4.              Il résulte de ce qui précède que le recours, bien fondé, doit être admis et la décision sur opposition attaquée réformée en ce sens que la décision du 24 juin 2010 de la Caisse cantonale de Chômage, Division juridique est annulée, le recourant ayant également droit à l'indemnité de chômage pour la période du 1er au 30 septembre 2009.

 

              Il n'y a pas lieu de percevoir des frais judiciaires, la procédure étant gratuite (art. 61 let. a LPGA).

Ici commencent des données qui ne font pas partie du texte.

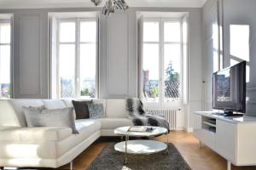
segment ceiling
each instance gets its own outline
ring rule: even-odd
[[[206,0],[126,0],[130,7],[201,8]],[[103,3],[105,0],[103,0]],[[94,7],[90,0],[0,0],[0,8]]]

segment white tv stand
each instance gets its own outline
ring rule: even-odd
[[[227,169],[256,165],[256,116],[216,116],[212,111],[195,111],[194,135],[224,157]]]

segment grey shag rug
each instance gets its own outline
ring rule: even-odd
[[[123,153],[114,150],[114,143],[111,143],[96,157],[88,170],[191,170],[172,144],[168,144],[168,152],[128,155],[127,165],[124,165],[124,156]]]

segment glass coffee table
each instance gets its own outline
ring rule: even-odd
[[[119,136],[125,136],[125,141],[119,142],[114,145],[117,151],[125,153],[125,164],[127,164],[127,154],[149,155],[166,150],[168,144],[168,130],[160,127],[152,128],[148,132],[129,132],[131,127],[122,127],[116,128],[114,133]],[[155,137],[166,134],[166,143],[151,140],[151,139],[137,139],[129,140],[129,137]]]

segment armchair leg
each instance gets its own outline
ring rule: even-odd
[[[70,162],[70,170],[73,170],[73,162]]]

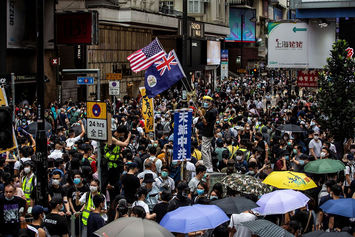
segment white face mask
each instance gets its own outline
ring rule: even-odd
[[[60,183],[60,180],[57,180],[56,179],[53,179],[52,180],[52,184],[53,185],[58,185]]]
[[[31,172],[31,168],[27,167],[24,169],[23,170],[24,171],[24,172],[26,174],[28,174],[29,173]]]
[[[90,187],[90,190],[92,192],[95,192],[97,190],[97,187],[91,186]]]

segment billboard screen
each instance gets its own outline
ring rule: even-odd
[[[331,27],[317,22],[268,22],[269,68],[322,68],[335,38]]]
[[[207,41],[207,65],[219,65],[221,62],[221,42]]]
[[[240,42],[241,41],[241,15],[245,9],[238,8],[229,8],[229,28],[230,33],[228,37],[225,38],[226,42]],[[254,15],[255,12],[254,11]],[[249,20],[253,17],[253,13],[250,11],[245,12],[244,23],[243,25],[243,42],[253,42],[255,41],[255,23]]]

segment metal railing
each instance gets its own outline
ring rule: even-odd
[[[174,10],[173,9],[165,8],[165,7],[159,7],[159,12],[163,14],[173,16],[182,16],[182,12]]]

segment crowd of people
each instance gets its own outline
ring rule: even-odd
[[[240,80],[231,77],[221,80],[214,90],[197,84],[186,104],[181,88],[173,87],[154,98],[154,129],[149,132],[145,131],[141,95],[135,98],[126,93],[114,108],[105,99],[112,115],[112,144],[100,147],[85,131],[85,101],[51,102],[45,111],[52,129],[47,131],[49,205],[44,207],[37,200],[35,134],[28,132],[28,125],[36,121],[37,103],[20,102],[14,125],[18,147],[0,157],[2,236],[65,237],[74,228],[76,236],[89,237],[119,218],[159,223],[180,207],[226,196],[256,202],[260,196],[255,193],[228,187],[225,190],[220,183],[211,187],[210,174],[241,174],[262,182],[273,171],[292,171],[305,174],[317,184],[300,191],[310,199],[306,206],[284,215],[262,216],[249,210],[233,214],[229,223],[211,231],[173,233],[251,237],[251,231],[239,224],[264,219],[295,236],[316,230],[346,231],[355,236],[351,219],[328,215],[319,207],[329,199],[353,198],[355,144],[351,138],[335,141],[320,123],[316,92],[296,86],[288,93],[286,81],[282,75],[272,80],[247,77],[242,91]],[[191,156],[174,161],[174,112],[187,107],[193,111]],[[277,129],[285,124],[299,126],[301,131]],[[102,154],[101,183],[98,149]],[[318,159],[340,160],[346,168],[324,174],[305,171],[305,165]],[[33,222],[23,231],[20,223],[29,208]],[[28,232],[22,233],[25,231]]]

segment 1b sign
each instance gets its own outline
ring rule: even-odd
[[[109,81],[109,95],[114,96],[120,95],[120,82],[119,81]]]
[[[88,138],[98,140],[107,140],[107,120],[88,118],[87,120]]]

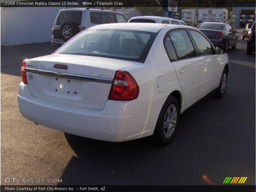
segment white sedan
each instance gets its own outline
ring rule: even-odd
[[[28,119],[72,134],[115,142],[153,135],[166,144],[185,109],[213,91],[224,96],[228,63],[194,28],[98,25],[23,61],[19,108]]]

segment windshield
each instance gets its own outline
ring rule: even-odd
[[[143,63],[157,35],[131,30],[85,30],[55,53],[95,56]]]
[[[247,28],[248,29],[250,29],[252,28],[252,25],[253,25],[253,23],[250,23],[248,25],[248,27],[247,27]]]
[[[197,28],[220,30],[222,26],[222,24],[219,24],[218,23],[204,23],[199,26]]]

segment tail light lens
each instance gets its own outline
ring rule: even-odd
[[[52,26],[52,35],[54,35],[54,29],[55,28],[54,27],[54,25]]]
[[[252,35],[251,33],[248,33],[248,38],[249,39],[250,39],[252,40]]]
[[[108,99],[128,100],[138,97],[139,90],[137,83],[129,73],[119,70],[116,72]]]
[[[222,37],[223,36],[222,32],[221,31],[217,31],[215,36],[216,37]]]
[[[22,82],[25,84],[28,84],[28,81],[27,80],[27,76],[26,76],[26,72],[25,70],[25,67],[26,67],[26,61],[24,60],[21,64],[21,77],[22,78]]]

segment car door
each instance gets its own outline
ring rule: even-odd
[[[219,56],[215,54],[209,41],[198,31],[190,29],[189,32],[198,50],[198,56],[203,63],[201,95],[202,97],[218,87],[222,67]]]
[[[201,95],[202,60],[196,57],[191,39],[185,29],[171,30],[166,38],[170,38],[177,56],[177,60],[171,62],[183,91],[186,108],[198,100]]]

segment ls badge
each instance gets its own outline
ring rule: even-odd
[[[28,79],[30,80],[33,80],[33,75],[32,74],[30,74],[28,75]]]

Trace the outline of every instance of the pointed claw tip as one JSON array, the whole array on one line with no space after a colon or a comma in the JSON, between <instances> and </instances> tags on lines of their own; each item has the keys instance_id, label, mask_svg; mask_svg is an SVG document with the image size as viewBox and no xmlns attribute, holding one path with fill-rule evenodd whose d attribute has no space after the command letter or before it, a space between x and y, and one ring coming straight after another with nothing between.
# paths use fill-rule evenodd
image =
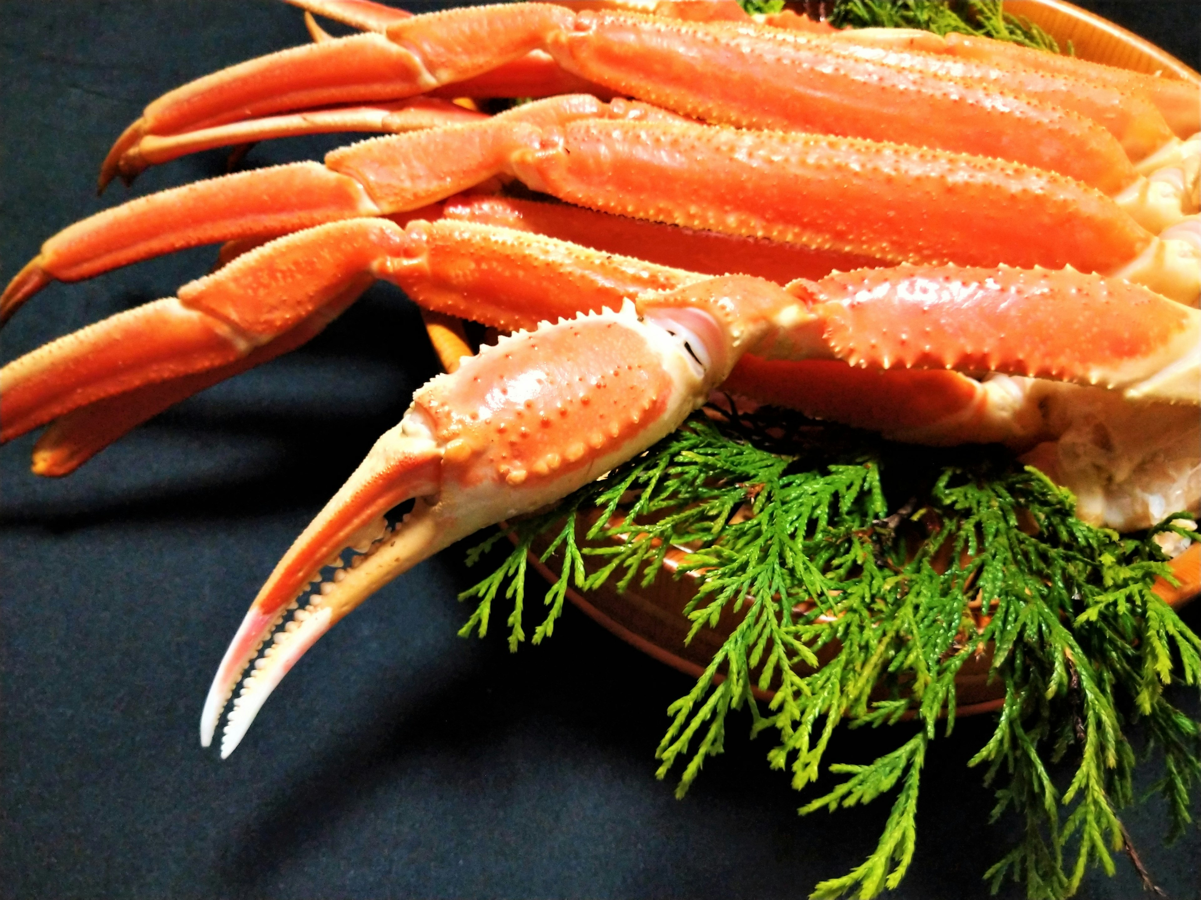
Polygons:
<instances>
[{"instance_id":1,"label":"pointed claw tip","mask_svg":"<svg viewBox=\"0 0 1201 900\"><path fill-rule=\"evenodd\" d=\"M17 272L4 294L0 294L0 326L12 318L22 304L52 281L54 276L42 268L41 254L25 263L25 268Z\"/></svg>"},{"instance_id":2,"label":"pointed claw tip","mask_svg":"<svg viewBox=\"0 0 1201 900\"><path fill-rule=\"evenodd\" d=\"M121 168L121 158L125 156L126 151L141 143L142 138L147 133L147 120L144 118L138 118L130 124L121 136L113 144L113 148L108 151L108 156L104 157L104 162L100 164L100 178L96 181L96 193L103 193L104 188L108 187L109 181L112 181L118 175L129 186L133 181L133 175L127 175ZM133 173L135 175L137 173Z\"/></svg>"}]
</instances>

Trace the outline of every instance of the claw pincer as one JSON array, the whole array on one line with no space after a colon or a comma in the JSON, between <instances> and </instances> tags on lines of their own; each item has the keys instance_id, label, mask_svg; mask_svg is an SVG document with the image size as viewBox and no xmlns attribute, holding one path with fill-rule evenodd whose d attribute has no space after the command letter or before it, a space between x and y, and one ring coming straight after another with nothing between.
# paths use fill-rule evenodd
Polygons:
<instances>
[{"instance_id":1,"label":"claw pincer","mask_svg":"<svg viewBox=\"0 0 1201 900\"><path fill-rule=\"evenodd\" d=\"M766 331L772 307L795 302L759 278L715 278L647 295L638 311L626 304L543 323L432 379L263 586L214 679L201 742L211 742L251 661L222 756L300 655L371 593L454 541L551 503L669 434ZM741 307L751 314L740 314ZM384 514L410 499L412 511L395 529L387 527ZM347 546L363 553L348 568L340 559ZM337 566L331 580L301 607L325 565Z\"/></svg>"}]
</instances>

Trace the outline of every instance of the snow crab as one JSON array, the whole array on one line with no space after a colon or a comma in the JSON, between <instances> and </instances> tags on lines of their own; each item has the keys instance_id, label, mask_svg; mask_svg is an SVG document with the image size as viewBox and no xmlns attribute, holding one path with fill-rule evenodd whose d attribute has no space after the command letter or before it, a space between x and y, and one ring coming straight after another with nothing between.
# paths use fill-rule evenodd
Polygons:
<instances>
[{"instance_id":1,"label":"snow crab","mask_svg":"<svg viewBox=\"0 0 1201 900\"><path fill-rule=\"evenodd\" d=\"M752 22L298 5L368 32L315 31L172 91L118 140L102 186L221 144L400 133L97 214L0 300L7 318L54 280L227 247L177 296L5 367L4 438L52 424L41 474L304 343L377 278L515 332L423 388L271 574L205 703L208 745L253 665L222 755L380 586L640 452L723 383L913 440L1033 448L1111 524L1196 505L1201 157L1179 101L1195 86ZM728 77L703 77L715 68ZM438 102L515 85L546 96L495 116ZM514 180L592 211L456 197ZM1122 446L1072 469L1069 436L1113 421ZM1115 461L1139 476L1093 490ZM384 514L407 500L393 529Z\"/></svg>"}]
</instances>

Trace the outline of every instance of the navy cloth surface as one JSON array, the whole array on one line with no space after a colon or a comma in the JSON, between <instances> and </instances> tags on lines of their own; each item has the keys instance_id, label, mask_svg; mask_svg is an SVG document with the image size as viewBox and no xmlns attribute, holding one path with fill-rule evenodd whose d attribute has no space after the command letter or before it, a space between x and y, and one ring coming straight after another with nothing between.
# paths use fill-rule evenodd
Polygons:
<instances>
[{"instance_id":1,"label":"navy cloth surface","mask_svg":"<svg viewBox=\"0 0 1201 900\"><path fill-rule=\"evenodd\" d=\"M1197 66L1197 7L1093 2ZM276 2L0 5L0 277L67 223L219 175L225 151L95 196L113 139L191 78L307 40ZM256 146L246 166L319 158L345 138ZM201 248L54 284L4 331L2 359L203 274ZM474 572L462 545L334 629L238 751L197 740L209 679L250 599L313 512L436 371L416 307L372 288L310 346L219 385L64 480L0 452L0 896L799 898L859 864L888 815L796 816L771 738L731 719L727 752L682 802L656 781L665 709L691 679L575 610L510 655L503 613L455 631ZM532 583L533 589L540 586ZM540 593L538 594L540 596ZM1187 616L1201 628L1201 608ZM1177 698L1201 715L1195 695ZM919 845L896 898L978 898L1009 845L966 767L991 730L934 743ZM900 732L839 734L867 762ZM1147 779L1149 781L1149 779ZM1199 806L1201 812L1201 806ZM1199 833L1164 848L1163 806L1124 820L1173 898L1199 894ZM1006 898L1018 898L1006 888ZM1081 896L1135 898L1091 875Z\"/></svg>"}]
</instances>

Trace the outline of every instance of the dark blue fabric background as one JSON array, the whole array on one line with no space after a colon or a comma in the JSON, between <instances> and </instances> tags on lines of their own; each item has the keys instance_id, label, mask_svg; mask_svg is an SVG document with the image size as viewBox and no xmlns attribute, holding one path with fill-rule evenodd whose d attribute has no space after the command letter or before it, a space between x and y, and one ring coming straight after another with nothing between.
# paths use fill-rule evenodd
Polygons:
<instances>
[{"instance_id":1,"label":"dark blue fabric background","mask_svg":"<svg viewBox=\"0 0 1201 900\"><path fill-rule=\"evenodd\" d=\"M1094 2L1197 66L1197 6ZM306 41L275 2L0 4L0 277L82 216L220 174L222 152L94 192L112 140L159 94ZM257 146L249 164L334 139ZM211 248L55 284L2 337L5 361L171 294ZM228 762L201 703L247 602L410 392L435 372L414 307L377 287L311 346L159 416L61 481L0 454L4 575L0 895L800 898L856 865L886 803L797 818L770 738L731 722L691 794L653 778L689 679L569 610L540 648L455 631L455 547L382 590L307 655ZM533 584L533 588L539 586ZM1201 610L1189 620L1201 628ZM1194 715L1193 697L1179 697ZM918 854L896 898L978 898L1014 822L967 758L987 720L936 743ZM868 761L897 733L835 740ZM1201 806L1199 806L1201 811ZM1199 894L1199 833L1160 844L1158 803L1124 814L1173 898ZM1017 898L1016 892L1004 896ZM1134 898L1091 876L1082 896Z\"/></svg>"}]
</instances>

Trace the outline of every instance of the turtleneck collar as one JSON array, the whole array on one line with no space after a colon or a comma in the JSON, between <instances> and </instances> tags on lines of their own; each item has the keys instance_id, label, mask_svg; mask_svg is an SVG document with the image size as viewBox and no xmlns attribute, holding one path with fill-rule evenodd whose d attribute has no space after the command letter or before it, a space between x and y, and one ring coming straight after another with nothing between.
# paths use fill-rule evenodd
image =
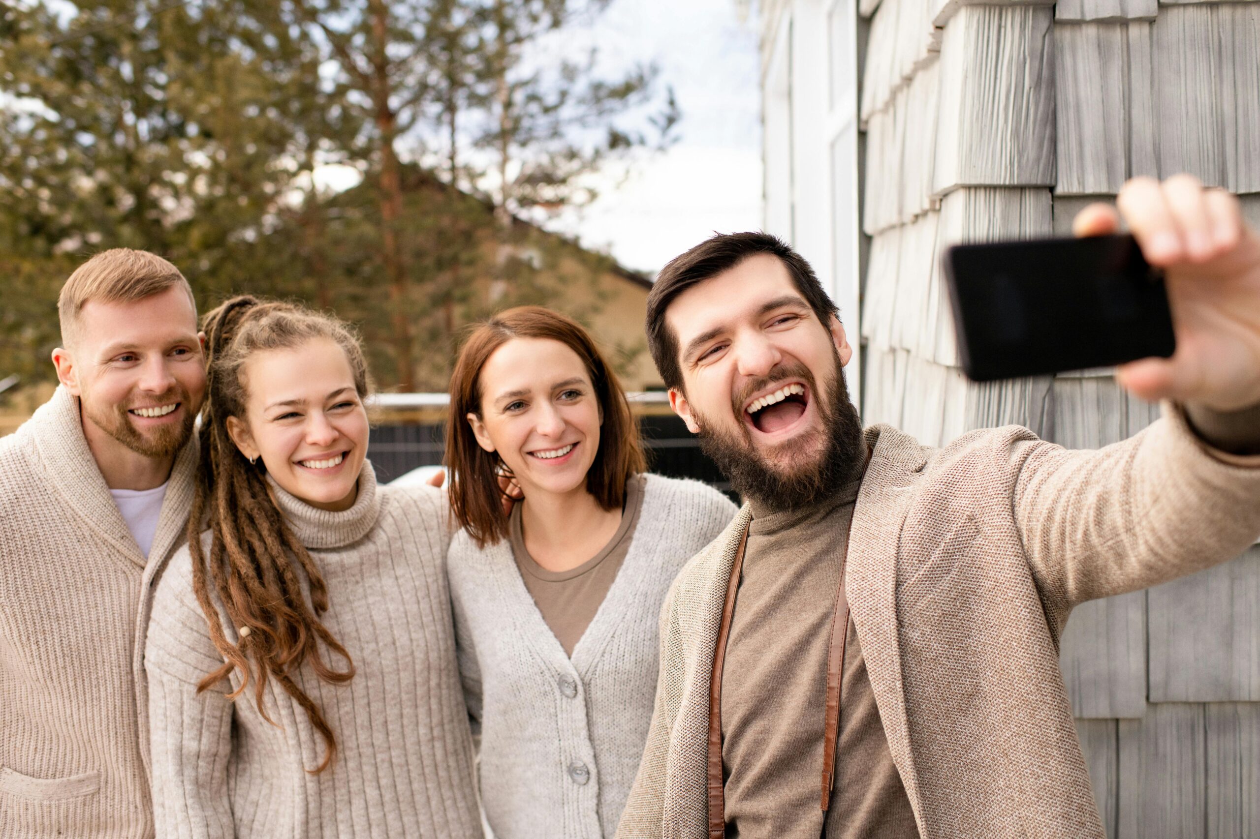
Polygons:
<instances>
[{"instance_id":1,"label":"turtleneck collar","mask_svg":"<svg viewBox=\"0 0 1260 839\"><path fill-rule=\"evenodd\" d=\"M370 461L363 461L359 472L358 496L354 505L340 513L330 513L311 506L296 495L286 493L271 475L267 475L276 506L285 514L285 522L294 535L310 549L326 551L344 548L368 534L381 513L381 494L377 493L377 474Z\"/></svg>"}]
</instances>

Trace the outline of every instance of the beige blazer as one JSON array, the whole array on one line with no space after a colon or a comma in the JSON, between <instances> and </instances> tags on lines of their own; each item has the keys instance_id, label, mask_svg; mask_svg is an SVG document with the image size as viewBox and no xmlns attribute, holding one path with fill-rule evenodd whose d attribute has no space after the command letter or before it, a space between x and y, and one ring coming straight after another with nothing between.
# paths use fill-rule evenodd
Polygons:
<instances>
[{"instance_id":1,"label":"beige blazer","mask_svg":"<svg viewBox=\"0 0 1260 839\"><path fill-rule=\"evenodd\" d=\"M873 446L845 586L920 834L1097 836L1102 825L1058 669L1072 607L1188 574L1260 534L1260 457L1210 450L1181 411L1096 451L1027 428L934 450ZM745 508L680 572L621 839L707 835L708 690ZM767 631L770 629L767 627Z\"/></svg>"}]
</instances>

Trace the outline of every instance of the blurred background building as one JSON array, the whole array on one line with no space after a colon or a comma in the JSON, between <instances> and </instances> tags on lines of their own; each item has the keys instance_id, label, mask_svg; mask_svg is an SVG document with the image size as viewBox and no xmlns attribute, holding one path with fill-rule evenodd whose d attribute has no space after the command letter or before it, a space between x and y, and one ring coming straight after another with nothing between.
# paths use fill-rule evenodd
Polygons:
<instances>
[{"instance_id":1,"label":"blurred background building","mask_svg":"<svg viewBox=\"0 0 1260 839\"><path fill-rule=\"evenodd\" d=\"M761 33L766 227L861 334L864 422L1097 447L1158 416L1110 370L969 383L939 253L1068 234L1133 175L1260 224L1260 4L767 0ZM1108 835L1260 836L1260 547L1079 607L1062 666Z\"/></svg>"}]
</instances>

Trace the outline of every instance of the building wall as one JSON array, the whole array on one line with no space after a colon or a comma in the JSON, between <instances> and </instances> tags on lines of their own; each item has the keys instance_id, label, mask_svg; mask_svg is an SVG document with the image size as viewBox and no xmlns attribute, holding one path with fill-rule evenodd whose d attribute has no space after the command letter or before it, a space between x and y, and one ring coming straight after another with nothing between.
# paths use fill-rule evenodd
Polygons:
<instances>
[{"instance_id":1,"label":"building wall","mask_svg":"<svg viewBox=\"0 0 1260 839\"><path fill-rule=\"evenodd\" d=\"M818 25L837 10L843 24ZM1014 422L1071 447L1152 422L1157 409L1110 370L968 382L939 253L1067 234L1081 207L1139 174L1189 171L1239 193L1260 225L1260 3L779 0L766 11L767 224L791 218L784 207L799 219L861 203L861 228L832 210L830 253L779 229L815 263L833 260L838 300L858 286L863 420L932 445ZM795 42L784 30L809 43L785 52ZM832 102L805 77L852 82L835 101L856 101L856 113L822 110ZM798 132L819 113L832 126L856 117L858 144L828 156L815 137L789 146L791 166L771 161L782 147L769 142L770 121L784 116L772 97L791 103ZM859 283L838 253L857 254L848 276ZM1062 668L1110 836L1260 836L1260 547L1081 606Z\"/></svg>"}]
</instances>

Le recourant, qui n'est pas assisté d'un mandataire professionnel, n'a pas droit à l'allocation de dépens (art. 61 let. g a contrario LPGA; 55 LPA-VD).

 

 

 

 

 

Par ces motifs,

le juge unique

prononce :

 

              I.              Le recours est admis.

 

              II.              La décision sur opposition rendue le 9 décembre 2010 par la Caisse cantonale de Chômage, Division juridique est réformée en ce sens que la décision du 24 juin 2010 de la Caisse cantonale de Chômage, Division juridique est annulée, Z.________ a droit à l'indemnité de chômage pour la période de septembre 2009.

 

              III.              Le présent arrêt est rendu sans frais, ni allocation de dépens.

 

 

Le juge unique :               Le greffier :

 

 

 

 

 

 

 

 

 

 

 

 

 

 

 

 

 

 

 

 

Du

 

              L'arrêt qui précède est notifié à :

 

‑              Z.________,

‑              Caisse cantonale de Chômage, Division juridique,

-              Secrétariat d'Etat à l'économie (SECO),

 

par l'envoi de photocopies.

 

              Le présent arrêt peut faire l'objet d'un recours en matière de droit public devant le Tribunal fédéral au sens des art. 82 ss LTF (loi du 17 juin 2005 sur le Tribunal fédéral, RS 173.110), cas échéant d'un recours constitutionnel subsidiaire au sens des art. 113 ss LTF. Ces recours doivent être déposés devant le Tribunal fédéral (Schweizerhofquai 6, 6004 Lucerne) dans les trente jours qui suivent la présente notification (art. 100 al. 1 LTF).